The building on 3455 Avenue du Musée was originally built for a member of the Redpath family, of sugar-refining fame, back in 1886. It passed through many owners, and was being used as a shelter for the homeless when Amos and Avi Sochaczevski purchased it in early 1986.
The property is now managed by Amos’s son Michael Sochaczevski, who told The Gazette on Friday that his family has been trying to develop the site responsibly for decades, and never intended to practise “demolition by neglect,” as heritage activists claim.
He blames “the city and the economic climate of Montreal” for the sorry state of the property, which is in the heart of Montreal’s fabled Golden Square Mile.
After purchasing the property in January of 1986, the Sochaczevski brothers began to demolish the house to make way for a four-storey, $4-million condominium. Heritage activists obtained an injunction to stop that project, arguing proper procedures had not been followed to obtain a demolition permit.

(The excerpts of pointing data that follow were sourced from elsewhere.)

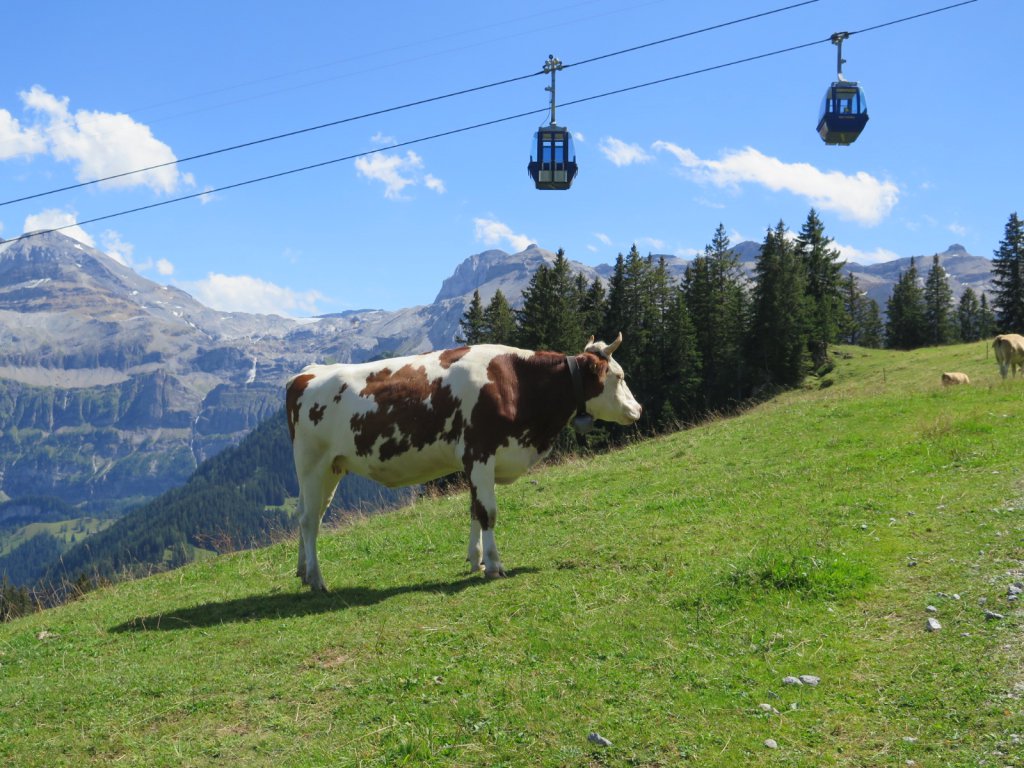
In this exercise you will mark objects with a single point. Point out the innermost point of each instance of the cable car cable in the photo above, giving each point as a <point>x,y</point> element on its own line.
<point>464,129</point>
<point>385,111</point>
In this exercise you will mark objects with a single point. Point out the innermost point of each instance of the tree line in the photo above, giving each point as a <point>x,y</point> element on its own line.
<point>716,338</point>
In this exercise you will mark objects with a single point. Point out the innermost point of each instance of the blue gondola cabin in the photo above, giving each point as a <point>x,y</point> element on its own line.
<point>844,113</point>
<point>552,163</point>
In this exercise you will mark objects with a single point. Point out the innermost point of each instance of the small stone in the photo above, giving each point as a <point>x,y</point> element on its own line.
<point>596,738</point>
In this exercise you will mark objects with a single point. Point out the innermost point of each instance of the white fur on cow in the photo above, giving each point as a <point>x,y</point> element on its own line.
<point>489,411</point>
<point>1009,353</point>
<point>951,378</point>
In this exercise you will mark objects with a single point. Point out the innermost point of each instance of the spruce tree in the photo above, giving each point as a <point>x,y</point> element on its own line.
<point>969,315</point>
<point>716,300</point>
<point>988,324</point>
<point>1008,278</point>
<point>939,323</point>
<point>906,327</point>
<point>499,321</point>
<point>550,314</point>
<point>472,324</point>
<point>778,337</point>
<point>822,269</point>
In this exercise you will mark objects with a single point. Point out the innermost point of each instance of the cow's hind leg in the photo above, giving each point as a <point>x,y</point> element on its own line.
<point>483,508</point>
<point>315,492</point>
<point>475,554</point>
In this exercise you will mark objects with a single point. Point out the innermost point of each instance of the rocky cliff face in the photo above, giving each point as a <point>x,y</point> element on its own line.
<point>113,387</point>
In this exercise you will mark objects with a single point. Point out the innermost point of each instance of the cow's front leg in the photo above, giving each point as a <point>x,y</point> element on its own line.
<point>483,508</point>
<point>475,554</point>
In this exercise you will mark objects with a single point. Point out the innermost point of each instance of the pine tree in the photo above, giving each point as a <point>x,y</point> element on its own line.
<point>906,328</point>
<point>550,315</point>
<point>594,308</point>
<point>499,321</point>
<point>1008,278</point>
<point>778,337</point>
<point>938,306</point>
<point>969,315</point>
<point>716,301</point>
<point>988,325</point>
<point>822,269</point>
<point>472,324</point>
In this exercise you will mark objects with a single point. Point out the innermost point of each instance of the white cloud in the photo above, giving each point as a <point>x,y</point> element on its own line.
<point>856,256</point>
<point>860,197</point>
<point>16,141</point>
<point>241,293</point>
<point>102,144</point>
<point>396,172</point>
<point>494,232</point>
<point>623,154</point>
<point>54,218</point>
<point>432,182</point>
<point>113,246</point>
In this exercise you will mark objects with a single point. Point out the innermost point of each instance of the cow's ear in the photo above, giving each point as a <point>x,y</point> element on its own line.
<point>614,345</point>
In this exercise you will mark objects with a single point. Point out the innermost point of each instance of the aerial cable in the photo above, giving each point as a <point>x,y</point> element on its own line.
<point>388,110</point>
<point>472,127</point>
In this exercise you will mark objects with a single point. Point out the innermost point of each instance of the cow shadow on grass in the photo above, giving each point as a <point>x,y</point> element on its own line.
<point>293,604</point>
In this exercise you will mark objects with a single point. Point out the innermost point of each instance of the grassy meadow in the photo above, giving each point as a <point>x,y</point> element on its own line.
<point>657,595</point>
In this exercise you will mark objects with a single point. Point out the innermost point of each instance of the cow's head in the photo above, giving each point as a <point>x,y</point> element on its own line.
<point>614,402</point>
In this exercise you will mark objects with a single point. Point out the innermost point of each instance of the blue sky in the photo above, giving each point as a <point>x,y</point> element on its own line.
<point>92,89</point>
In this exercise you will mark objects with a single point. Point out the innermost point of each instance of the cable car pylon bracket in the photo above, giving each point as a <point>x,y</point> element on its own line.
<point>552,161</point>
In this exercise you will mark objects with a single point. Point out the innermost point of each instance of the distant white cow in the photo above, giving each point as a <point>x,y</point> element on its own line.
<point>489,411</point>
<point>952,378</point>
<point>1009,353</point>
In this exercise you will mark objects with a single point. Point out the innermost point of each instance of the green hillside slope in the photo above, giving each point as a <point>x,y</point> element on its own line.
<point>657,595</point>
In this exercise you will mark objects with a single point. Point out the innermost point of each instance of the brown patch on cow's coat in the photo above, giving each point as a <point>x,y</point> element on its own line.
<point>529,399</point>
<point>450,356</point>
<point>295,390</point>
<point>316,413</point>
<point>411,413</point>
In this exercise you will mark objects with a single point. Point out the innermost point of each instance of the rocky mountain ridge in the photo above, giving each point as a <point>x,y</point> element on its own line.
<point>113,388</point>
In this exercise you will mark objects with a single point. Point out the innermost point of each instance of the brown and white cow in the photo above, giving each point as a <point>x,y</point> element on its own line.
<point>489,411</point>
<point>952,378</point>
<point>1009,353</point>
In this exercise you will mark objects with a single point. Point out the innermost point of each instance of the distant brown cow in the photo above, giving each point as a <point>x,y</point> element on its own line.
<point>954,377</point>
<point>1009,353</point>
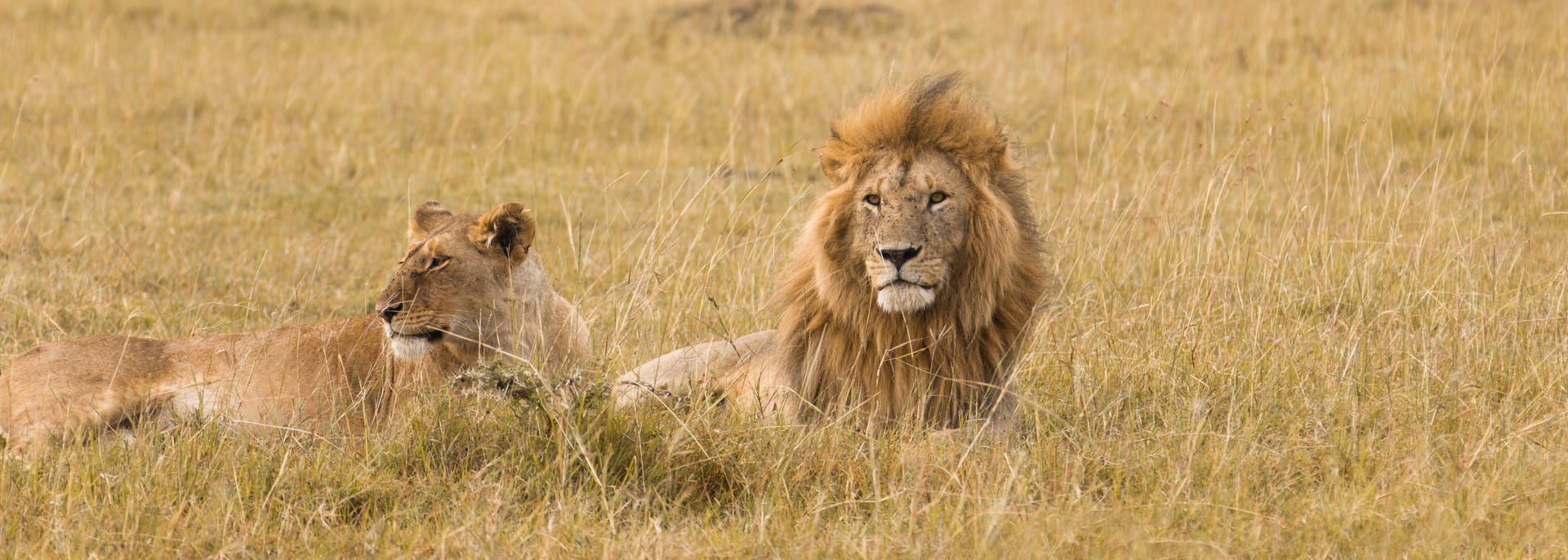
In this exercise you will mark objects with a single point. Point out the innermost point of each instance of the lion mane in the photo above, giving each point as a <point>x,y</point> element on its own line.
<point>836,350</point>
<point>956,358</point>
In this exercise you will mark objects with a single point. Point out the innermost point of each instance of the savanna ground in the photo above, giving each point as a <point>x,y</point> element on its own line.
<point>1314,287</point>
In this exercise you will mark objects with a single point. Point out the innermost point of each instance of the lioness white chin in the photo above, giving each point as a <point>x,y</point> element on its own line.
<point>470,287</point>
<point>911,289</point>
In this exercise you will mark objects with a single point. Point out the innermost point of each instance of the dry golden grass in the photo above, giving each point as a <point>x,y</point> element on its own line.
<point>1313,256</point>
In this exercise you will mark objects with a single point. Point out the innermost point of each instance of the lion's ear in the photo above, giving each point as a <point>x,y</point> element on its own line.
<point>507,228</point>
<point>425,219</point>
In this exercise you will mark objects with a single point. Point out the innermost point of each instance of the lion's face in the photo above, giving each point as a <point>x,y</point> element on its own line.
<point>455,282</point>
<point>910,221</point>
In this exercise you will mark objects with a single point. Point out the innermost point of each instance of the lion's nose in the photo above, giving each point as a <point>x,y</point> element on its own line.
<point>898,258</point>
<point>388,311</point>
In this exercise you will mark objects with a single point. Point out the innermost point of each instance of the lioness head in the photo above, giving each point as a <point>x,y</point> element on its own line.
<point>455,284</point>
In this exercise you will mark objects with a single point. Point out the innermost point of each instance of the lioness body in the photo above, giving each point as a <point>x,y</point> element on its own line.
<point>305,376</point>
<point>490,300</point>
<point>911,289</point>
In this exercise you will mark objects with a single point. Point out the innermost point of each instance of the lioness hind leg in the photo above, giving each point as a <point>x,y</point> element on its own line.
<point>69,388</point>
<point>692,371</point>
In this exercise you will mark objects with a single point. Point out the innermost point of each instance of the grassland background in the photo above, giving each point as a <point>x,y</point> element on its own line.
<point>1314,287</point>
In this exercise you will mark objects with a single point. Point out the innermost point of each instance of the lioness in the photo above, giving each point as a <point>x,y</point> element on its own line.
<point>468,287</point>
<point>911,289</point>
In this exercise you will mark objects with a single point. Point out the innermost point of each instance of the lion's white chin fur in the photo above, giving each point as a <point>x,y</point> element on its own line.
<point>407,347</point>
<point>903,299</point>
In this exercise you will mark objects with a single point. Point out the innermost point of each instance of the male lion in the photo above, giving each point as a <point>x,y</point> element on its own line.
<point>468,287</point>
<point>911,287</point>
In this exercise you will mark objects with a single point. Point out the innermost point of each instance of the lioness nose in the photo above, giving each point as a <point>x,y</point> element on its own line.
<point>388,311</point>
<point>898,258</point>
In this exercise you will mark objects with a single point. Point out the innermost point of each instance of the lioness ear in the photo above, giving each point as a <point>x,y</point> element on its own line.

After the injunction was granted, the Sochaczevski brothers sat down with the newly elected administration of then-Mayor Jean Doré and heritage groups. They hammered out a deal that would have allowed the developers to build a slightly higher building — five storeys — if they integrated the façade of the old house into the new building.
But the project stagnated.
“At that point in the ’80s, nothing was being built in Montreal,” Sochaczevski said. “There was no market for it, so we didn’t do anything.”
Ten years later, as Montreal’s economy started to pick up, the developers tried to revive the project, but by then Montreal had updated its zoning bylaws and the project no longer conformed.
“Then about four years ago, Mayor (Gérald) Tremblay met me at a cocktail party and said: ‘Let’s do something with that site; it’s really an eyesore,’ ” Sochaczevski said.
So for two years, the developers worked with the planning department of the Ville-Marie borough, together designing a new project for the site. After lengthy negotiations, they agreed on a seven-storey luxury condominium project with 14 units and 28 underground parking spots.
The project passed two readings at the borough council, but then, another stall.
“Two weeks before it was going to third reading, Tremblay called me up to say, ‘Michael, I’m pulling my support.’”
The mayor apparently said the Museum of Fine Arts was complaining the project was too high and would block the view of the mountain from its annex. Without the mayor’s support, the project floundered once again.
A couple more years passed, and the borough began issuing what Sochaczevski called “nuisance fines, for this and that” and again pressuring him to do something with the site.
Fed up, he went to borough planners and asked what he could build that would not require a zoning change, or a public consultation or “any dealings with city counsellors.”
They told him he could build a four-storey rooming house, so Sochaczevski came back with a design for an upscale student residence, with 29 suites and 89 bedrooms, that will rent at about $1,000 a month per bedroom. He got a permit to demolish and build the residence in December.
Heritage activists still say the borough has cheated Montrealers out of public hearings on the demolition, which would be required if 50 per cent or more of the original house was still intact. Sochaczevski claims 85 per cent of the house was demolished back in 1986 before the injunction was issued. Heritage groups dispute this figure.
In any case, Sochaczevski says the demolition will go ahead as soon as the weather allows, and some students will have a brand new residence just a few blocks from McGill on the site of the old Redpath mansion, come September.